La rubia me miró sonriendo con suficiencia, y con la boca llena de pasta dental dijo:
— Amor, la noticia la pasaron anoche. Esto no es ninguna primicia —Respondió la rubia, aclarando todas mis dudas de un saque. Quise morir y revivir para que la tierra me tragara. — La vi casi a las tres de la madrugada, cuando me levanté porque no podía dormir por el sonido de los autobuses pasar… ¿O crees que falta medio kilo de helado del freezer porque Santa Claus se lo comió? —Finalizó con sorna, volviendo al baño para escupir en el lavabo la pasta dental. Kori y yo nos miramos notoriamente incómodas, mientras ambas nos poníamos de pie para seguir a nuestra amiga por el departamento.

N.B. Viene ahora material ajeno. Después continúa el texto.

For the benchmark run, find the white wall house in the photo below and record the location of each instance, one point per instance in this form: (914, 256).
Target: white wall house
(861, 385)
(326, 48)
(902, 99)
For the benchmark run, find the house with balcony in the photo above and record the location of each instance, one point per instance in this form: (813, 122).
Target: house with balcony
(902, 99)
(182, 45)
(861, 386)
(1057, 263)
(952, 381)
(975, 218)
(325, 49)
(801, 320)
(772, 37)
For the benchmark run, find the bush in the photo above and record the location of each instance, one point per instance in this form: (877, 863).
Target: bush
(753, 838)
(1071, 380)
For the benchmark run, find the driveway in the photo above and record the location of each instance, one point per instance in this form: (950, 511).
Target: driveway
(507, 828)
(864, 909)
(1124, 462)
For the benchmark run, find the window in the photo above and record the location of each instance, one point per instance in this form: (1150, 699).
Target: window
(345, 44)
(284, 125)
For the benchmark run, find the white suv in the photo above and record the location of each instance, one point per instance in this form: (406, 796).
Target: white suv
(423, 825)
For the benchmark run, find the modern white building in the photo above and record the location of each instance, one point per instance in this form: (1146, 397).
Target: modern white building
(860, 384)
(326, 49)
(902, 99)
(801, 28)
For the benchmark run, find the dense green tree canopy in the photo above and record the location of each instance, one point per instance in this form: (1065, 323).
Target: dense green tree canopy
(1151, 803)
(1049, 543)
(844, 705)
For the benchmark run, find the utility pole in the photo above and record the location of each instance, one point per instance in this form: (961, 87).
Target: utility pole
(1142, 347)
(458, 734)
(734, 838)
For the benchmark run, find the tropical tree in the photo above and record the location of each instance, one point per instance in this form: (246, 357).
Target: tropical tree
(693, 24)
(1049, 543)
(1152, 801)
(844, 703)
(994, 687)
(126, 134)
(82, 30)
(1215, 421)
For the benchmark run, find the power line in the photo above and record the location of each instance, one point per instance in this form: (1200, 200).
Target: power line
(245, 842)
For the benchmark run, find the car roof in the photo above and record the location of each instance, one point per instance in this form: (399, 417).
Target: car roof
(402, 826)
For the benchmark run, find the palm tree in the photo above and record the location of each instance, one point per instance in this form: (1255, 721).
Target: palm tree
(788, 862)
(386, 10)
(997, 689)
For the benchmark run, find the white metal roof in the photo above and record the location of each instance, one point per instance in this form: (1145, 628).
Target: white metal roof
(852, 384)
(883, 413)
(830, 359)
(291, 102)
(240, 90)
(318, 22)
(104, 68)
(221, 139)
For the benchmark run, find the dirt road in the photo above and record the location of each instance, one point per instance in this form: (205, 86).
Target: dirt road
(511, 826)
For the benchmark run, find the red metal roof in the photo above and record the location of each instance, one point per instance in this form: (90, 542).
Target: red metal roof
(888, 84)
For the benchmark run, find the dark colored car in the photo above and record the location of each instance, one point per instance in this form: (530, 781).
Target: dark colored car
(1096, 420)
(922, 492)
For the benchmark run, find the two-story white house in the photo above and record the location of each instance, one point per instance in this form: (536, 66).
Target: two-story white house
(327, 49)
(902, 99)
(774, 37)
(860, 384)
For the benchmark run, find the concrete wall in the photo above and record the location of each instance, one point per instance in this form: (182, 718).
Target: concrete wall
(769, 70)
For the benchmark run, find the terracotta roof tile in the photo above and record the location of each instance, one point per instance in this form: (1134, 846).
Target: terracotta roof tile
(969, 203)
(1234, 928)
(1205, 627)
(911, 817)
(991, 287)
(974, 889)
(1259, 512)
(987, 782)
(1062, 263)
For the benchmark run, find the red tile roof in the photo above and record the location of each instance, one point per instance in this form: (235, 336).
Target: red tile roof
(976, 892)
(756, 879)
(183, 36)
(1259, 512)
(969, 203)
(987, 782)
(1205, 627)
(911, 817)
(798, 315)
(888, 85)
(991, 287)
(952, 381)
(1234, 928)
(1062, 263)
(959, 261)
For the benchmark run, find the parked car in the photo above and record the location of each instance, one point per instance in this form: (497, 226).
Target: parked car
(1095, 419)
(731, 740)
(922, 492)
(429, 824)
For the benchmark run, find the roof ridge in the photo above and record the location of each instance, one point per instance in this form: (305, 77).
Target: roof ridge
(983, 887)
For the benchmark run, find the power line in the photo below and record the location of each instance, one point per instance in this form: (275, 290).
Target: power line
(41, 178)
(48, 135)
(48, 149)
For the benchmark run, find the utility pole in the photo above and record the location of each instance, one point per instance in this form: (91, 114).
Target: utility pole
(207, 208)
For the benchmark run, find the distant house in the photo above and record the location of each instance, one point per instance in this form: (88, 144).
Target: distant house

—Y… em… ¿Cómo te lo has tomado, Tara? —Inquirió Kori con cierta timidez, temiendo por la respuesta que pudiera recibir.
— Ya sabés… ¿Qué te puedo decir? —Suspiró Tara, apoyada en el marco de la puerta del baño. —La vida sigue y él siguió con ella… Yo no podía pretender que me esperara por siempre, ¿No? — Kori y yo asentimos con la cabeza, como dos autómatas. — Además, y lo digo de corazón, me alegro mucho por él. ¡En serio! No se merecía estar con una tipa que no quisiera lo mismo que él… Me pone muy feliz que haya encontrado a alguien con quien construir un futuro como el que él quiere. —Y dicho esto, la rubia giró sobre sus talones con absoluta tranquilidad, cerrando la puerta a sus espaldas para bañarse. Kori y yo mantuvimos silencio hasta que oímos las gotas de la ducha comenzar a caer y supimos que nuestra amiga no podía escucharnos.
— ¿Le creíste? —Preguntó la pelirroja alzando una ceja, dubitativa.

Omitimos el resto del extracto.